I am trying to replicate the Gk2011 model (not linearized)
Although I get some results a get a warning as follows:
Warning: Trust-region-dogleg algorithm of FSOLVE cannot handle non-square systems; using
Levenberg-Marquardt algorithm instead.
Unlike in GK2011 results, in my results I get the positive lending premium falling too quickly to zero (in 2 quarters) and becoming negative (following a negative TFP shock)
Is there any issues with this warning that I could relate to the results ?
Thanks in advance !
NK_GK.zip (5.42 KB)
are you trying to replicate
"Financial Intermediation and Credit Policy in Business Cycle Analysis" by Gertler and Kiyotaki ?
This is a warning appearing during steady state computation using an external file. If you are talking about a nonlinear model, check whether the detected steady state makes sense (as the steady state might not be unique). If you found the correct steady state, you can ignore the warning message.

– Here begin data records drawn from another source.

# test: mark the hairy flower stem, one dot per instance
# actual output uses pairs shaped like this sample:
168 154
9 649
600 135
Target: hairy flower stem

I run your model using the values obtained from your steady state file as initial guess and i got this warning message when dynare compute the steady state
Warning: Matrix is singular to working precision.
In trust_region>dogleg at 196
In trust_region at 113
In dynare_solve at 154
In evaluate_steady_state at 194
In resol at 104
In stoch_simul at 82
In NK_GK2 at 507
In dynare at 214
Maybe there is a problem in your model
Thanks for your answers Administrator (and Federico).
Yes I get steady state results that are fine. They respond well (as expected) when I increase one of e key parameters as well.
The problem is that the impulse response is counterintuitive . there is a suggestion (from friends) that it could be due to this warning that may not generate proper IRFs when model has nonlinear equations (and is not loglinearized).
could that be the case ?
Ps. Federico I do not get the problem you report.
The warning comes from the steady state computation when calling
If the steady state is OK, this is not the source of the problem. However,
reports a singularity problem with your model. You might want to check this out.